Adolescent Empowerment project changes lives of thousands
Dhaka, April 29, 2007 : Thousands of adolescents across the country have been equipped with knowledge on social issues and life skills-based education through the “Kishori Abhijan” project supported by UNICEF.
This was one of the main findings announced at the formal launching of the Kishori Abhijan project’s Baseline Survey Report at the city’s BIAM auditorium on Sunday.
The baseline survey undertaken between November 2006 and January 2007 was conducted jointly by the Johns Hopkins University/Center for Communication Programs and a local research agency SURCH.
It aimed to measure the social and behavioural aspects of the Kishori Abhijan project which include child marriage, birth registration, dowry, HIV/AIDS, reproductive health, and drug and substance abuse.
The five-year project, covering 27 districts of Bangladesh and aiming to serve 600,000 adolescents including 50,000 boys – looks to improve the quality of life of vulnerable adolescents by empowering them to participate in decisions that affect their lives through education, livelihood strategies and increasing the age at marriage.
The Baseline Survey found that domestic violence against adolescents is still pervasive with self-reporting of physical abuse above 75 per cent among adolescent boys and above 50 per cent among girls of the same age group.
Moreover, among the country’s 28 million adolescents aged between 10 and 19, gender discrimination and child marriage are still prevalent and has life-long damaging consequences.
Prof.
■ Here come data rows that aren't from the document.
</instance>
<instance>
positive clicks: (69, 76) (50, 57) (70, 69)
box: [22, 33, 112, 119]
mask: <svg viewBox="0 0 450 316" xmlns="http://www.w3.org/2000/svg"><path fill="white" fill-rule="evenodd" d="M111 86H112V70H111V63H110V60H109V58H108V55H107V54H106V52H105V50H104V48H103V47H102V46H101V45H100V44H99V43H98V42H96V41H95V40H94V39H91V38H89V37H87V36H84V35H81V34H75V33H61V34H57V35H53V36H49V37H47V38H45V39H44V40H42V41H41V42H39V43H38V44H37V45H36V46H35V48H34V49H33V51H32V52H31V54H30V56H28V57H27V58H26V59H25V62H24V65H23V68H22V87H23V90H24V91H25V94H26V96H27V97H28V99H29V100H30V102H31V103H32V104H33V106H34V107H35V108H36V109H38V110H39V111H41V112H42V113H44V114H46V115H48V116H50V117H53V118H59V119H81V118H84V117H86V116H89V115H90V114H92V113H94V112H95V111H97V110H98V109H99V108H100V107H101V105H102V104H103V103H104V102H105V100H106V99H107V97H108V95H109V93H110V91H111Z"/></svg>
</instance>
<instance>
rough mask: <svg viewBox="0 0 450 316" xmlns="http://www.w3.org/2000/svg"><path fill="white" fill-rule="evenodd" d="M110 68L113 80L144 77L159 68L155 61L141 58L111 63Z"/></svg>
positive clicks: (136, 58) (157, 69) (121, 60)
Israth Shameem, President, Center for Women and Children Studies, Ms. Judith Allen Graeff, Programme Communication Officer of UNICEF took part in the discussion while Mr. Ghasan Khalil, Chief of the Protection Section spoke on the occasion.
Through using a peer education approach, the Kishori Abhijan project aims to help such vulnerable adolescents become active agents of social change and create a supportive environment, especially for adolescent girls’ development at the household and community levels.
The project is implemented by Ministry of Women and Children’s Affairs, national and international NGOs including BRAC, CMES, and Save the Children while the European Commission is its primary funding agency.
In Bangladesh, adolescents constitute 22 percent of the population. Among them 13.8 million are girls. Given the socio-cultural environment of pervasive gender discrimination, girls are treated differently from birth, resulting in inequalities of nutrition, health, education and financial status.